Nomen non est omen

Heute: Migrationshintergrund
Ein Gastbeitrag von Markus Vollack
"Zwar stammen Kinder, die erfolgreich das Gymnasium besuchen, bis heute eher aus sozial besser gestellten Schichten, Kinder mit Migrationshintergrund sind deutlich in der Minderheit."
- Zeit Online, 18. Juni 2009 -
Anfang des Jahres 2012 verschickten die Jobcenter in Berlin einen Fragebogen zum Migrationshintergrund. Dieser soll rein statistische Zwecke haben. (Ich könnte mir vorstellen, dass damit herausgefunden werden soll, wie viele Menschen mit Migrationshintergrund ALG 2 erhalten.) Auch vermeintlich Deutsche haben ihn zugesendet bekommen. Freilich nur Empfänger von ALG 2. In diesem ist ein Anhang mit der Bezeichnung Migrationshintergrund-Erhebungverordnung (MighEV) enthalten.

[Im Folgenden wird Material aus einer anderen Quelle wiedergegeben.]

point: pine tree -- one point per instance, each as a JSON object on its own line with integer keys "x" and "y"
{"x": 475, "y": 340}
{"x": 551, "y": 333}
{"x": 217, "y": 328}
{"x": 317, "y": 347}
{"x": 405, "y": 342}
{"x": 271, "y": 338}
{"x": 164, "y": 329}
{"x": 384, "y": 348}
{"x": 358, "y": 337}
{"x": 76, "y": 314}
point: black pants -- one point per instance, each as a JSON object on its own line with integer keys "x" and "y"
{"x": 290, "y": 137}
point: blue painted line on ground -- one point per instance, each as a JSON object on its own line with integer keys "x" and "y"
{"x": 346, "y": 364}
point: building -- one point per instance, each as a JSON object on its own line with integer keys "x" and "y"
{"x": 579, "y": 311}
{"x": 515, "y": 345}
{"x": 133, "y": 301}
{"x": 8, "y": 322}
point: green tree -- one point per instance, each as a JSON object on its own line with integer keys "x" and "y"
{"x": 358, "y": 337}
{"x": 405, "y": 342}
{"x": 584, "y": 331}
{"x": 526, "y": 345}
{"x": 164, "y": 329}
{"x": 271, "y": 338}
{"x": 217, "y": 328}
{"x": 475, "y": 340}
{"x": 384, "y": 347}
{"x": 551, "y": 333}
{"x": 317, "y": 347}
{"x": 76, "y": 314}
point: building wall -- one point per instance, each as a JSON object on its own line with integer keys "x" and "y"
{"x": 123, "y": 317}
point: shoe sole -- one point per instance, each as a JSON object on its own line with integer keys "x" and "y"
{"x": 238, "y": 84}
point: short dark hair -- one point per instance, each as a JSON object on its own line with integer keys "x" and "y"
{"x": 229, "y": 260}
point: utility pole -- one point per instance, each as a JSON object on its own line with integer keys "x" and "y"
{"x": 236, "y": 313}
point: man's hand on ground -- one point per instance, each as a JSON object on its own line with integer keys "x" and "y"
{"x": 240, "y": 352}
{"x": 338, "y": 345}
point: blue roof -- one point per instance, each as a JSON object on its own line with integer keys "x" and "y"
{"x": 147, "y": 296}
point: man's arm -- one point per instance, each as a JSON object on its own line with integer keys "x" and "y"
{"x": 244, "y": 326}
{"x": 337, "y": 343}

Die MighEV kennzeichnet Menschen mit einem Migrationshintergrund, wenn:
  1. die Person nicht die deutsche Staatsangehörigkeit besitzt
  2. der Geburtsort der Person außerhalb der heutigen Grenzen der BRD ist und eine Zuwanderung nach 1949 in das heutige Gebiet der BRD stattfand
  3. der Geburtsort mindestens ein Elternteils außerhalb der heutigen Grenzen der BRD ist und eine Zuwanderung nach 1949 in das heutige Gebiet der BRD stattfand
Um laut MighEV als Mensch mit Migrationshintergrund zu gelten, genügt es, wenn die eigene Oma nicht in Deutschland geboren wurde. Auch wenn die gesamte Familie die deutsche Staatsangehörigkeit hat und das Kind "zufällig" (z.B. im Urlaub) im Ausland geboren wurde, ist nun ein Migrationshintergrund vorhanden. Als Mensch mit Migrationshintergrund ist man also schneller und länger ein "Ausländer", als wenn man nur "Nicht-Deutscher" wäre.

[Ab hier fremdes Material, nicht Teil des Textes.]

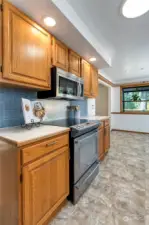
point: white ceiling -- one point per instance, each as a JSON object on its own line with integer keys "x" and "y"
{"x": 126, "y": 41}
{"x": 98, "y": 30}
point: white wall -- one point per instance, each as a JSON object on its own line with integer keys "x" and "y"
{"x": 102, "y": 103}
{"x": 91, "y": 106}
{"x": 126, "y": 121}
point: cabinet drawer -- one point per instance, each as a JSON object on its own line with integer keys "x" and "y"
{"x": 35, "y": 151}
{"x": 107, "y": 123}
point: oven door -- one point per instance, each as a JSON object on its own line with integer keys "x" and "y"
{"x": 85, "y": 153}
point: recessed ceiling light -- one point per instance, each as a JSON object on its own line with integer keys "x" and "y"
{"x": 135, "y": 8}
{"x": 92, "y": 59}
{"x": 49, "y": 21}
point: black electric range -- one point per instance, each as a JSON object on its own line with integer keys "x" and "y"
{"x": 77, "y": 126}
{"x": 84, "y": 148}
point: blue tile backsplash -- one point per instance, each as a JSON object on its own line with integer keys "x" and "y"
{"x": 10, "y": 105}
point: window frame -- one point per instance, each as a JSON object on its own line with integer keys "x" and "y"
{"x": 121, "y": 99}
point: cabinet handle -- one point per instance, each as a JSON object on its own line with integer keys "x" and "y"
{"x": 52, "y": 143}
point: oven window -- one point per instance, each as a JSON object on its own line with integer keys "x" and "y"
{"x": 67, "y": 86}
{"x": 86, "y": 153}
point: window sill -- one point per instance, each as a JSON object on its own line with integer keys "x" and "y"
{"x": 133, "y": 112}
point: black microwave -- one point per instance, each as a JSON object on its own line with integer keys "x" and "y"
{"x": 64, "y": 85}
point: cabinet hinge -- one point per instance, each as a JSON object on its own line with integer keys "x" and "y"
{"x": 21, "y": 178}
{"x": 1, "y": 7}
{"x": 1, "y": 68}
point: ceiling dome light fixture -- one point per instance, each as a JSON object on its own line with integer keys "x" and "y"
{"x": 135, "y": 8}
{"x": 92, "y": 59}
{"x": 49, "y": 21}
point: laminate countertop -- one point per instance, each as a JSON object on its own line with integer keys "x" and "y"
{"x": 101, "y": 118}
{"x": 21, "y": 136}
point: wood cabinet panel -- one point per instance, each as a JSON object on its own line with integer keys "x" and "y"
{"x": 59, "y": 54}
{"x": 101, "y": 144}
{"x": 86, "y": 74}
{"x": 45, "y": 186}
{"x": 107, "y": 138}
{"x": 94, "y": 82}
{"x": 26, "y": 49}
{"x": 37, "y": 150}
{"x": 74, "y": 63}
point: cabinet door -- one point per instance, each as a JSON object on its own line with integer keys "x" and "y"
{"x": 45, "y": 186}
{"x": 101, "y": 144}
{"x": 74, "y": 63}
{"x": 26, "y": 49}
{"x": 94, "y": 85}
{"x": 59, "y": 54}
{"x": 107, "y": 138}
{"x": 86, "y": 74}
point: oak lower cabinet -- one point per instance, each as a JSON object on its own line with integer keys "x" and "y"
{"x": 74, "y": 63}
{"x": 34, "y": 179}
{"x": 45, "y": 186}
{"x": 101, "y": 142}
{"x": 106, "y": 137}
{"x": 59, "y": 54}
{"x": 26, "y": 51}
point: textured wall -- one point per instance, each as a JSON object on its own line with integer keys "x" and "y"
{"x": 10, "y": 105}
{"x": 102, "y": 101}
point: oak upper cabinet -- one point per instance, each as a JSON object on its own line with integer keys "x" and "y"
{"x": 101, "y": 142}
{"x": 86, "y": 74}
{"x": 107, "y": 136}
{"x": 59, "y": 54}
{"x": 45, "y": 186}
{"x": 26, "y": 50}
{"x": 74, "y": 63}
{"x": 94, "y": 82}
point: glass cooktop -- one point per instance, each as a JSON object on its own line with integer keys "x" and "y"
{"x": 65, "y": 122}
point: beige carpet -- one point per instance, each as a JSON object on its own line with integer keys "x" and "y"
{"x": 119, "y": 195}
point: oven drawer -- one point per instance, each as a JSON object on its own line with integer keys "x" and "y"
{"x": 85, "y": 153}
{"x": 37, "y": 150}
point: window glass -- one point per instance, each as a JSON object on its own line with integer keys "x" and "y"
{"x": 136, "y": 99}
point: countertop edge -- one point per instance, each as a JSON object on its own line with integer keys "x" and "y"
{"x": 30, "y": 141}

Die Formulierung "Menschen mit Migrationshintergrund" indessen, ist ein Beispiel dafür, wie aus einem eher negativ besetzten Begriff wie "Ausländer", eine politisch korrekte Formulierung ("Migrationshintergrund") werden sollte, ohne die Situation für ausländische Mitbürger tatsächlich zu verändern, wie die MighEv verdeutlicht. Diesen Umstand bezeichnet man als die sog. "Euphemismus-Tretmühle". Durchgesetzt hat sich das Schlagwort vor allem im Beamten- und Bürokratendeutsch.
Die erste Assoziation, die sich mir auftat, war die NS-Regelung von einem halben, einem Viertel– oder einem Achtel-Ausländer, je nachdem ob man selbst, beide Eltern oder eben nur ein Elternteil in Deutschland geboren wurde oder nicht. Die Wortkonstruktion zeigt auch, dass sich deutsche Behörden schwer damit tun, ausländische Mitbürger als integriert und damit als "deutsch" anzuerkennen, wenn akribisch nach einem vermeintlichen "Migrationshintergrund" gesucht wird, der die entsprechende Person dann als nicht-deutsch kennzeichnen soll.